Research by Dr Alexandra Beauregard from the Department of Organizational Psychology explores the impact of LinkedIn’s employee engagement initiative.

A child walking with her parents.

Employee-sponsored family-friendly events are designed to boost engagement and encourage retention by building family members’ identification with the organization. However, longstanding traditions such as ‘Bring Your Children to Work’ days inadvertently exclude employees without caregiving responsibilities for children.

That’s where ‘Bring in Your Parents’ (BIYP) comes in. Launched by LinkedIn in 2013, the initiative targets a segment of the workforce not usually included in family-friendly initiatives: employees from the ‘Generation Y’, ‘Millennial’ or ‘Generation Z’ generations, born after 1981. After internal conversations at LinkedIn revealed that employees struggled to explain the nature of their work to parents who were not familiar with social media, LinkedIn introduced BIYP as a means of improving older parents’ understanding of their children’s jobs.

Together with Dr Karin King at LSE, I conducted a study to evaluate the impact of BIYP on the attitudes and behavioural intentions of employees and their parents. We surveyed participating employees and their parents in six organisations in six countries, followed by in-person interviews with participating employees and phone interviews with HR managers.

Following participation in BIYP, there were statistically significant increases in employee engagement and perceived problem-solving ability. By bringing parents to the workplace and having them learn about the nature of one’s job responsibilities, employees’ enthusiasm and sense of vitality on the job were renewed. Employees also felt that their employer appreciated them and their contribution to the organization’s goals.

BIYP also improved parental understanding of their child’s job. While the new, non-traditional jobs performed by their children seemed intangible to many parents prior to participating in BIYP, they now make more sense. Employees reported that having their parents better understand their work responsibilities and pace of work enabled parents to offer more frequent and appropriate support. This was especially important for young employees who, due to the high cost of housing in some metropolitan areas, still live with their parents and see them every day after work.

Furthermore, following parents’ participation in BIYP, there were significant increases in identification with their children’s organizations and of willingness to promote their children’s organization to outsiders. Parents became brand advocates among their own peer groups and even encouraged their children to stay with the firm for longer.

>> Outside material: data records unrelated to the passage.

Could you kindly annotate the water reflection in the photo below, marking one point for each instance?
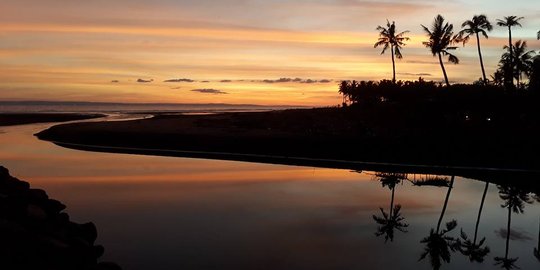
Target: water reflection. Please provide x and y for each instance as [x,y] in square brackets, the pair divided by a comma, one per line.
[476,252]
[514,200]
[391,221]
[174,213]
[439,245]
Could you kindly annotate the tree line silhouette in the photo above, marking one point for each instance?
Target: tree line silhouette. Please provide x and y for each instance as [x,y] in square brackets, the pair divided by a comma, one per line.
[516,62]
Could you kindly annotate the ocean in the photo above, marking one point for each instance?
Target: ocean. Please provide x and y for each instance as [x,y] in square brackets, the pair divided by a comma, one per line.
[85,107]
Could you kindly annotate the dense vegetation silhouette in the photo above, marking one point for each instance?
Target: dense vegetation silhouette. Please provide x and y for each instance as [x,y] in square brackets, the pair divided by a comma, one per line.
[388,38]
[441,37]
[479,24]
[509,21]
[520,61]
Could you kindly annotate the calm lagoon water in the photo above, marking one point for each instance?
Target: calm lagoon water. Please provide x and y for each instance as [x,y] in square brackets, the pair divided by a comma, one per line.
[180,213]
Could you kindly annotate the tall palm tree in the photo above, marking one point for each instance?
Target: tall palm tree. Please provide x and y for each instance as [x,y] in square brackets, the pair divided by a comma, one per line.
[510,21]
[392,221]
[390,39]
[438,244]
[514,199]
[441,36]
[478,25]
[537,249]
[521,58]
[472,249]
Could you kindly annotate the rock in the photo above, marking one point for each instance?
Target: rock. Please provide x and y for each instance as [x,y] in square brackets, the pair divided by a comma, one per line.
[107,266]
[35,212]
[37,194]
[53,207]
[36,234]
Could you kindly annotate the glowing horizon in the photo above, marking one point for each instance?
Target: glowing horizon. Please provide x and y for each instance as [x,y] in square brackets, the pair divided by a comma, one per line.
[232,51]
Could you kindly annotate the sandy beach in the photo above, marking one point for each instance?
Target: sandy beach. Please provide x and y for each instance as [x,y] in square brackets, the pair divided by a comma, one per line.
[302,137]
[12,119]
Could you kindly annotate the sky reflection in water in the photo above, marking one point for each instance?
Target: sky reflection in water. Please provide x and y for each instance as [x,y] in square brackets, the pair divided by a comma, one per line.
[176,213]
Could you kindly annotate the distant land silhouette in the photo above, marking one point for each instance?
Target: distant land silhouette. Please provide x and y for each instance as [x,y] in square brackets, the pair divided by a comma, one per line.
[83,106]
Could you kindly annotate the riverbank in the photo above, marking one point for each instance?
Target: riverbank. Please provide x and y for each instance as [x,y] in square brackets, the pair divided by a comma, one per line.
[12,119]
[343,134]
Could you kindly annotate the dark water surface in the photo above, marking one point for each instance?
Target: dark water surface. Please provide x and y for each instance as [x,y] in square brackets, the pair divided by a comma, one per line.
[179,213]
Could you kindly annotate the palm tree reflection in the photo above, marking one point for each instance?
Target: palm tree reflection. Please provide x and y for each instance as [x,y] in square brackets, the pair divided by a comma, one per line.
[537,198]
[514,199]
[473,250]
[438,244]
[391,221]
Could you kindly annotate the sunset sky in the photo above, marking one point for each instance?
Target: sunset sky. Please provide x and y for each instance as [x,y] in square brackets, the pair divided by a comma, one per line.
[228,51]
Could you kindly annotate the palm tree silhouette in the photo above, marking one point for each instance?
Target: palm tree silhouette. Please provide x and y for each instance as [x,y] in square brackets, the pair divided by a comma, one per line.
[392,221]
[537,249]
[514,199]
[389,38]
[521,58]
[478,25]
[472,249]
[441,36]
[510,21]
[438,244]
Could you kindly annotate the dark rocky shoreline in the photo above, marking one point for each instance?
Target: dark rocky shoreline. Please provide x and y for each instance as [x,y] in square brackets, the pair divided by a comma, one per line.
[36,233]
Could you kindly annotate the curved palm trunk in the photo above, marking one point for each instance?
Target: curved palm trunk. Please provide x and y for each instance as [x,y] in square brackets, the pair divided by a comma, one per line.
[392,203]
[481,60]
[445,203]
[480,213]
[539,237]
[511,67]
[444,70]
[393,65]
[508,232]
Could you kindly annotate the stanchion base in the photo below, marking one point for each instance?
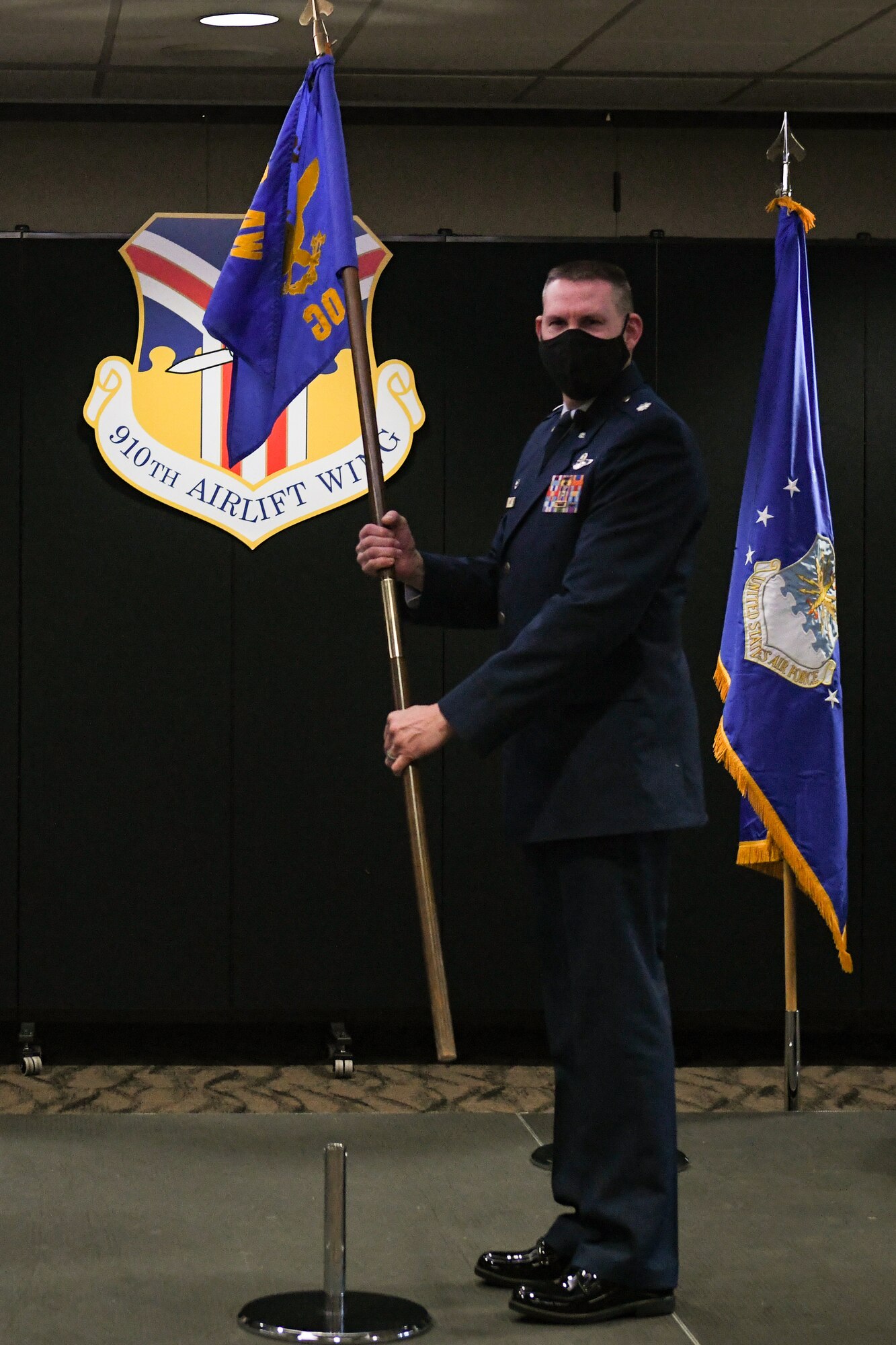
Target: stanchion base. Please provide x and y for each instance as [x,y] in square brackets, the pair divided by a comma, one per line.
[544,1159]
[302,1317]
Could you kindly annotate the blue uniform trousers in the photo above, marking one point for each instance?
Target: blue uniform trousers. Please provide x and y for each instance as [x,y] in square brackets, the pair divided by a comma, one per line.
[602,914]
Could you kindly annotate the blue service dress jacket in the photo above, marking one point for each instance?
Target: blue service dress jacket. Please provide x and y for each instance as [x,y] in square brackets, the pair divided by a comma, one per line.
[589,692]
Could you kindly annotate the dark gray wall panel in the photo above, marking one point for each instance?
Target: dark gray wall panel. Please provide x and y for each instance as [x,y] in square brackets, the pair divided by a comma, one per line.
[876,827]
[11,361]
[126,688]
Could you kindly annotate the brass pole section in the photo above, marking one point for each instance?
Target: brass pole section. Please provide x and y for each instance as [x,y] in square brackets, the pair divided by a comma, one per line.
[400,687]
[791,1012]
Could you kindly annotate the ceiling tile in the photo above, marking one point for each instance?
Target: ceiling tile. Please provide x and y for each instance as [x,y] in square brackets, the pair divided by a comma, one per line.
[167,32]
[53,32]
[869,52]
[819,96]
[201,85]
[690,36]
[46,85]
[637,92]
[430,91]
[475,34]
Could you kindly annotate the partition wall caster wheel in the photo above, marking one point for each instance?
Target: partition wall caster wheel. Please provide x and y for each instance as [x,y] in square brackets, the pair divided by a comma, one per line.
[341,1051]
[32,1055]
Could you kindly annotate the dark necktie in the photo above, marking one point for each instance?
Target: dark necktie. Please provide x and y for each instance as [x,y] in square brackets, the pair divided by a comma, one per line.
[557,434]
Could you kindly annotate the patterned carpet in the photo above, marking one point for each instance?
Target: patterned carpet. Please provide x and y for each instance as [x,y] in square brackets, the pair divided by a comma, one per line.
[408,1089]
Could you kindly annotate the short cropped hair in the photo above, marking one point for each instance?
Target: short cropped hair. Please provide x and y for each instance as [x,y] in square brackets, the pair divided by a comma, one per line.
[587,270]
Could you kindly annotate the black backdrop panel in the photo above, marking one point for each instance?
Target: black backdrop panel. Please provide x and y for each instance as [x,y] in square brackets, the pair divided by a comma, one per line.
[325,903]
[11,358]
[874,828]
[126,687]
[206,827]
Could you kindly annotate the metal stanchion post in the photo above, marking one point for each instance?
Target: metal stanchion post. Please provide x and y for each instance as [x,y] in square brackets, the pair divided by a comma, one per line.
[335,1238]
[334,1315]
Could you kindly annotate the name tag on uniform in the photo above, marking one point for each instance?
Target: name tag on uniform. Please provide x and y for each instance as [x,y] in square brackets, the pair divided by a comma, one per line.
[563,496]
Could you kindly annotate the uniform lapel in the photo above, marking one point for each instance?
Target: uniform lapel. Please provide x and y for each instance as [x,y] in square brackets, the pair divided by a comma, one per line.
[534,479]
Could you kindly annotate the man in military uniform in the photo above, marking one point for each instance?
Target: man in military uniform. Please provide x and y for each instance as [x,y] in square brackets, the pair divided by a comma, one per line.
[589,697]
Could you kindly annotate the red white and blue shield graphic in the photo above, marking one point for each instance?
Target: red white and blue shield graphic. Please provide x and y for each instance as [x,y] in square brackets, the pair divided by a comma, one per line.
[162,419]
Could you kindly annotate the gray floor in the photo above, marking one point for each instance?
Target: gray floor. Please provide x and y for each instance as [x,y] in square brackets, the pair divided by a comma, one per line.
[155,1230]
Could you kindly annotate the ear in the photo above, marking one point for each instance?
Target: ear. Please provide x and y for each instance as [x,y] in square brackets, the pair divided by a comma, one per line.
[634,332]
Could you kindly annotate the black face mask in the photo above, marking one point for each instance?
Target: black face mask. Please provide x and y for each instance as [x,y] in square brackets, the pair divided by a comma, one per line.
[584,367]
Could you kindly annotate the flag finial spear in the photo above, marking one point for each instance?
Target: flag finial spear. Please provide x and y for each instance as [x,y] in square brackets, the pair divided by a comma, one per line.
[786,147]
[315,10]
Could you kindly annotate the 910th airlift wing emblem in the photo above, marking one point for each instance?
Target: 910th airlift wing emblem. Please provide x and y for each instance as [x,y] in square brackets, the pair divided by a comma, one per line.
[162,419]
[790,617]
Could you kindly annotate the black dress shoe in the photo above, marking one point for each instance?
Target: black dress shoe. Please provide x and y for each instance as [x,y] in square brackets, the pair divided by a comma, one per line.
[581,1297]
[537,1265]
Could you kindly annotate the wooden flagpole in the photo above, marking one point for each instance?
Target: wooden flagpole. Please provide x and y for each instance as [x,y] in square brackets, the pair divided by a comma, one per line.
[400,685]
[791,1012]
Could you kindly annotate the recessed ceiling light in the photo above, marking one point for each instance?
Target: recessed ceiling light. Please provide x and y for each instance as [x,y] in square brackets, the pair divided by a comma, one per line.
[239,21]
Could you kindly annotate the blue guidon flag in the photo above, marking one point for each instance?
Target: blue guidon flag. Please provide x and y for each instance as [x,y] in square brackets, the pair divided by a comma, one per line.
[279,303]
[782,731]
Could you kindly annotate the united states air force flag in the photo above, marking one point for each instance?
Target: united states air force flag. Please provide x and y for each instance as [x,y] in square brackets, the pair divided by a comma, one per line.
[782,732]
[279,302]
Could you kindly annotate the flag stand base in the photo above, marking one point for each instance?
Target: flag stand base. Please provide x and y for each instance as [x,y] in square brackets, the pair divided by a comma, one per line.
[303,1317]
[544,1159]
[791,1059]
[330,1313]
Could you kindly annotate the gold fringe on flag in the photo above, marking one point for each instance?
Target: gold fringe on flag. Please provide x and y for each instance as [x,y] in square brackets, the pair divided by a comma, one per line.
[788,204]
[766,856]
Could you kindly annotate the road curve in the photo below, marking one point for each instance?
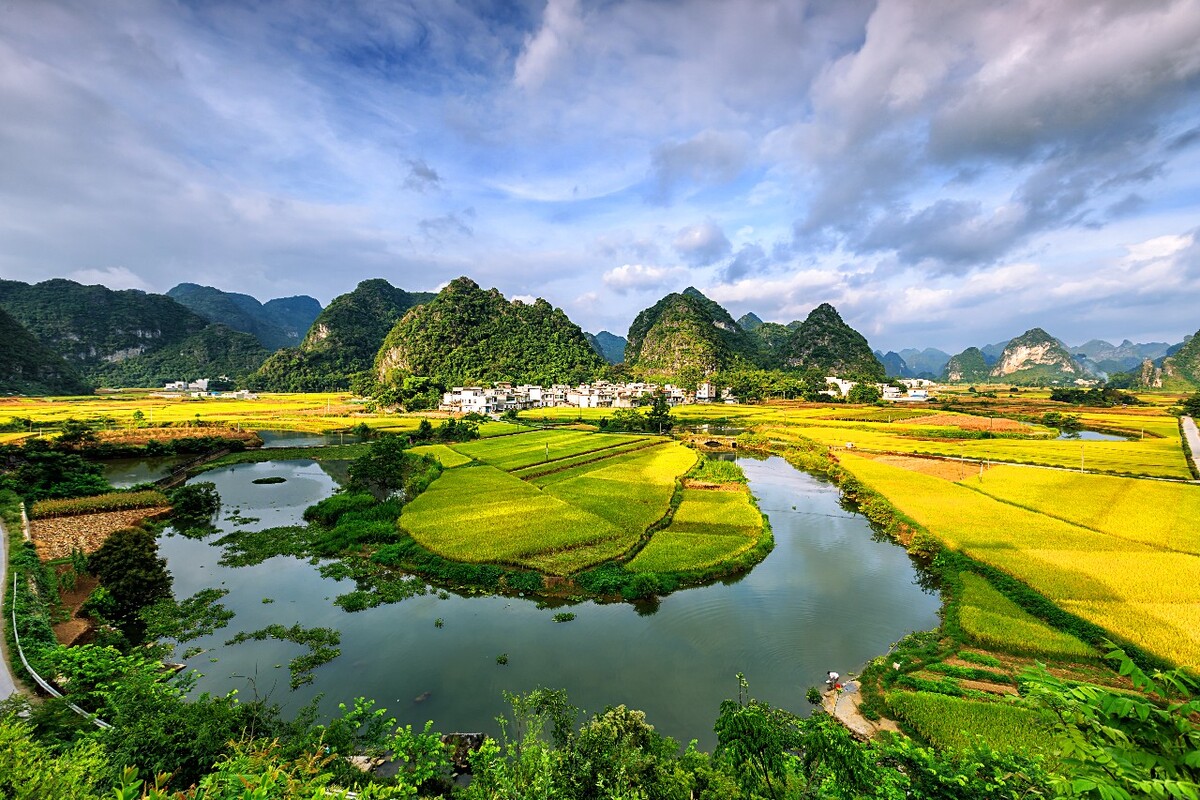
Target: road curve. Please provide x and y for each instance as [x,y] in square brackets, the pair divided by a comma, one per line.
[7,685]
[1193,435]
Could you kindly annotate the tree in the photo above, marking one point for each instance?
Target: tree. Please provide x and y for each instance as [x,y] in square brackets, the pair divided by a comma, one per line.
[130,570]
[863,392]
[1192,404]
[388,469]
[659,417]
[1120,746]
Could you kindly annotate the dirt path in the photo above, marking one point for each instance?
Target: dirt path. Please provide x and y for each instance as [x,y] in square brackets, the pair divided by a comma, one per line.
[7,685]
[1193,435]
[844,707]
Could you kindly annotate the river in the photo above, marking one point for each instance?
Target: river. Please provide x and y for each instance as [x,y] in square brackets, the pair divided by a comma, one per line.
[829,596]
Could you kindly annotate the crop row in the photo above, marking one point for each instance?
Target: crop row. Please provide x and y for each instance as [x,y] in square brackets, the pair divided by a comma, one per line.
[1155,512]
[993,619]
[708,527]
[1145,595]
[540,446]
[957,722]
[99,504]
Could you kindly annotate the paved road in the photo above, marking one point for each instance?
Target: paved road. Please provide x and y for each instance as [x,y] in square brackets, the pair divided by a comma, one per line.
[7,685]
[1193,435]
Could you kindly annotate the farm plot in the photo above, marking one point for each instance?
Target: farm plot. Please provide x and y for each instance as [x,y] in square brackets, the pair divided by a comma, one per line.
[480,513]
[443,455]
[993,619]
[1153,512]
[1152,457]
[958,722]
[540,446]
[1102,578]
[708,528]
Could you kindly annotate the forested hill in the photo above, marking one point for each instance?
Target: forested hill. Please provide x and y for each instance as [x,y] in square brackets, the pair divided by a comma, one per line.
[468,335]
[342,342]
[825,342]
[610,346]
[28,367]
[111,336]
[688,336]
[276,324]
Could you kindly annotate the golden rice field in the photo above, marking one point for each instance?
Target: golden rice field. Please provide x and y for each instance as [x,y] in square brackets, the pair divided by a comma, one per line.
[1144,594]
[1158,457]
[1161,513]
[708,527]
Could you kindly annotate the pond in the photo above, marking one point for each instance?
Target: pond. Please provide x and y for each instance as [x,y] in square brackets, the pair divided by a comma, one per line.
[304,439]
[1093,435]
[829,596]
[124,473]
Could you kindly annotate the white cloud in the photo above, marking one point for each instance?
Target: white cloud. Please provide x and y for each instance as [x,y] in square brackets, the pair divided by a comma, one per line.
[639,277]
[114,277]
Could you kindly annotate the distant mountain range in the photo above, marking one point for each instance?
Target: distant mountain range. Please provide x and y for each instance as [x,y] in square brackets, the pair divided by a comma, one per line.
[64,337]
[276,324]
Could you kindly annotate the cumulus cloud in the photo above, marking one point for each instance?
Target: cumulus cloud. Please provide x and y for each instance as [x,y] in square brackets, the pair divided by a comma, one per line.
[114,277]
[709,158]
[640,277]
[702,244]
[421,178]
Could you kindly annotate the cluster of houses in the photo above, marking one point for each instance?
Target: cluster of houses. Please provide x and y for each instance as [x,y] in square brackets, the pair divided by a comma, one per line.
[199,388]
[507,397]
[916,390]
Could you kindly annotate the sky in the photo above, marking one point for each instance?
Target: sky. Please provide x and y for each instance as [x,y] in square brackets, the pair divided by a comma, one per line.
[945,173]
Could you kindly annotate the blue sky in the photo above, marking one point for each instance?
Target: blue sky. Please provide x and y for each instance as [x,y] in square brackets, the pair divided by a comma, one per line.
[945,173]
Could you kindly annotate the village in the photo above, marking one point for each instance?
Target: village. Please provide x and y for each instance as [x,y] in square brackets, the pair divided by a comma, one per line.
[505,397]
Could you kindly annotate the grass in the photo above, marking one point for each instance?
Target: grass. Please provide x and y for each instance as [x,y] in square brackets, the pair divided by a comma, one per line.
[592,512]
[99,504]
[540,446]
[994,620]
[443,455]
[1144,594]
[957,722]
[708,527]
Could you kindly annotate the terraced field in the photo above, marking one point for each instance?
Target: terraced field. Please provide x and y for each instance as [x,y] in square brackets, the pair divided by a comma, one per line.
[1145,594]
[594,509]
[708,528]
[1153,512]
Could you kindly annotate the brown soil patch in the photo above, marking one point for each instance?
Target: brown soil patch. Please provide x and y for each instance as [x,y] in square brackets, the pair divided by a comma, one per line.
[970,422]
[55,537]
[985,686]
[76,630]
[943,468]
[136,437]
[691,483]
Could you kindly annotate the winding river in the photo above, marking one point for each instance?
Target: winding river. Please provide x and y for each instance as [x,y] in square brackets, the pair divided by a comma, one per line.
[829,596]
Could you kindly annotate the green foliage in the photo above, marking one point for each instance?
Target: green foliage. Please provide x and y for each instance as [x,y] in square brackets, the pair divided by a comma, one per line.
[342,342]
[30,770]
[754,738]
[322,643]
[468,336]
[36,471]
[864,392]
[97,504]
[688,336]
[1095,397]
[827,343]
[129,567]
[388,468]
[275,324]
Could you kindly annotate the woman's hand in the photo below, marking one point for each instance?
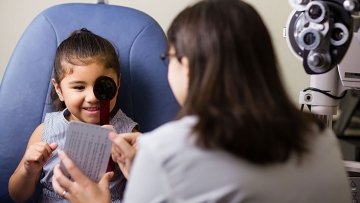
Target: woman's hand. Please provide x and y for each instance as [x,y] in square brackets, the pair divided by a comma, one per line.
[124,150]
[81,189]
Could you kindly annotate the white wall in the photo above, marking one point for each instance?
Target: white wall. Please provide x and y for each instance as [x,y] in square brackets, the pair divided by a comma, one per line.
[15,15]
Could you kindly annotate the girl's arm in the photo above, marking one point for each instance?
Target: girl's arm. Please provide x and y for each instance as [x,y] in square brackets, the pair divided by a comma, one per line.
[23,181]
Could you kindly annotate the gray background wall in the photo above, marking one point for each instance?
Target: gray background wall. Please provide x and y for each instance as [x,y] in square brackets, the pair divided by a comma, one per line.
[16,15]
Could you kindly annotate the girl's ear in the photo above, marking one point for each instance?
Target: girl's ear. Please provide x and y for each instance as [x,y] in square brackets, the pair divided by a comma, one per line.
[57,89]
[185,65]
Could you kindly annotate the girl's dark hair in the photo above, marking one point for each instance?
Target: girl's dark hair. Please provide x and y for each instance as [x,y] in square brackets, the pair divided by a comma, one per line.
[234,85]
[82,47]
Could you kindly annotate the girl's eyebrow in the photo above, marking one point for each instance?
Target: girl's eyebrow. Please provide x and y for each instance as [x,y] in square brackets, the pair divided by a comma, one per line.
[76,82]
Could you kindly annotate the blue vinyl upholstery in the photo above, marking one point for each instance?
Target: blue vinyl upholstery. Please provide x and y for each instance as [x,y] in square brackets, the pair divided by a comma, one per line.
[144,95]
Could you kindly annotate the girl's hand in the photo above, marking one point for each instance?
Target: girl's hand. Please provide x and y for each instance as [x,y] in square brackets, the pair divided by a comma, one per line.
[80,189]
[123,150]
[36,156]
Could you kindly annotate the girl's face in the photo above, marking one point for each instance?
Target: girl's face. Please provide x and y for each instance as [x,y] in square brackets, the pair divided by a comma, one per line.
[76,90]
[178,76]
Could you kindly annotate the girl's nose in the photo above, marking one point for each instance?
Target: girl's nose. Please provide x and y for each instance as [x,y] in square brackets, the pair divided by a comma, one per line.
[90,96]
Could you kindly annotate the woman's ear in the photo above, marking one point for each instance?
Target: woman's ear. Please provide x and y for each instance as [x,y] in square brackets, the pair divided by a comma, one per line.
[57,89]
[185,64]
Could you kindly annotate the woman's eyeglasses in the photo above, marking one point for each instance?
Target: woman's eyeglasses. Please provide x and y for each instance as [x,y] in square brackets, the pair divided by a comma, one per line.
[166,55]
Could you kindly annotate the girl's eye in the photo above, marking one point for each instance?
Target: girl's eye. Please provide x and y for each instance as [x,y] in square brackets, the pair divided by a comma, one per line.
[79,87]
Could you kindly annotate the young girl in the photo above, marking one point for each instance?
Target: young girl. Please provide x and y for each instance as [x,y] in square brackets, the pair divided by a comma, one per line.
[79,61]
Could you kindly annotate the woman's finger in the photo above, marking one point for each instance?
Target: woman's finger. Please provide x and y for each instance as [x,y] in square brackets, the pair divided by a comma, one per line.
[59,181]
[121,145]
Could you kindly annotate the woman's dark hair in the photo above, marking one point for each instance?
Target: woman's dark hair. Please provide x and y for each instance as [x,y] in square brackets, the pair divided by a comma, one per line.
[234,85]
[82,47]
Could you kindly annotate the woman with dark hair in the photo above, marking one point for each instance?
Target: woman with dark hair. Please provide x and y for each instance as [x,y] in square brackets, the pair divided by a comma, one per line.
[238,138]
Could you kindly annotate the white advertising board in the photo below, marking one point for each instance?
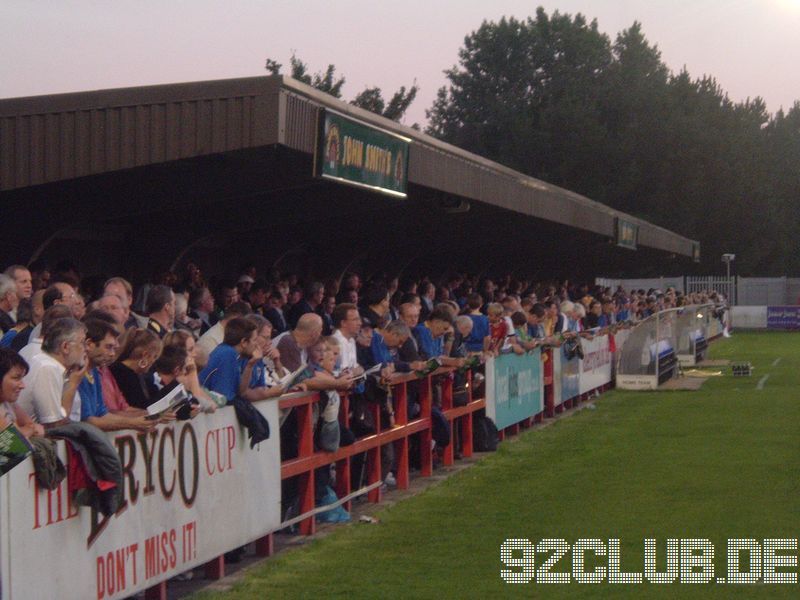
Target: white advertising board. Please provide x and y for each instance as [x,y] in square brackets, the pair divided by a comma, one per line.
[193,490]
[595,366]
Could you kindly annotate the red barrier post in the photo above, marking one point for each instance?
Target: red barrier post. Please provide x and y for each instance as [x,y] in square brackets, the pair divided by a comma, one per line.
[400,396]
[215,569]
[448,453]
[549,387]
[157,592]
[306,480]
[425,436]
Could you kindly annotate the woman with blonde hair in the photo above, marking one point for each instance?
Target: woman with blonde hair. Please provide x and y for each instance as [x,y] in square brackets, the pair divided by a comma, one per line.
[209,401]
[139,349]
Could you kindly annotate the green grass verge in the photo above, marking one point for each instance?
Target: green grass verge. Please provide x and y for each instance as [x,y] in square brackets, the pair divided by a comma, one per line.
[718,463]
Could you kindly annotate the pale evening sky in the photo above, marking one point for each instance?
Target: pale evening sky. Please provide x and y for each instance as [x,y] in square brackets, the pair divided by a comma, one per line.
[752,47]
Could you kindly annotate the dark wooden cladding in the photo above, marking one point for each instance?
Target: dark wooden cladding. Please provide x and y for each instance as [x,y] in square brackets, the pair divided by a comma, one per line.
[301,123]
[439,170]
[50,138]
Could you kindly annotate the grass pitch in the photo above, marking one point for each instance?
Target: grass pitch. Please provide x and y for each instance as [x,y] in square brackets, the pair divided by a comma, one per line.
[718,463]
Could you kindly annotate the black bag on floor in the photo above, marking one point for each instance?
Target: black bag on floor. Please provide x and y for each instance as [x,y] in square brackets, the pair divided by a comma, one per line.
[440,428]
[484,434]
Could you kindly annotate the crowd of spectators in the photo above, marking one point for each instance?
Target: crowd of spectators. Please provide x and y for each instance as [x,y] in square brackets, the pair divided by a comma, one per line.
[96,351]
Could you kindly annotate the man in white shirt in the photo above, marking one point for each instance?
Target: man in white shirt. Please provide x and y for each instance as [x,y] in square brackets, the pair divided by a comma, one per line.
[347,324]
[51,315]
[51,385]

By incorporating events such as BIYP into existing family-friendly events, organizations can express their support for the work-family balance of all employees, rather than just those with caregiving responsibilities for children. Participation was shown to benefit all involved: employees, their parents or other family guests, and the organization for whom they work. The development of further initiatives that support employers in demonstrating inclusion, deepening employee engagement and widening organizational engagement with a range of stakeholders beyond the employee would be a welcome next step.

The citation for this study is: Beauregard, T. A., & King, K. A. (2019). “Bring in Your Parents Day”: Building inclusion and engagement through a cross-generational family-friendly workplace initiative. Strategic HR Review, (19)1, 15-21.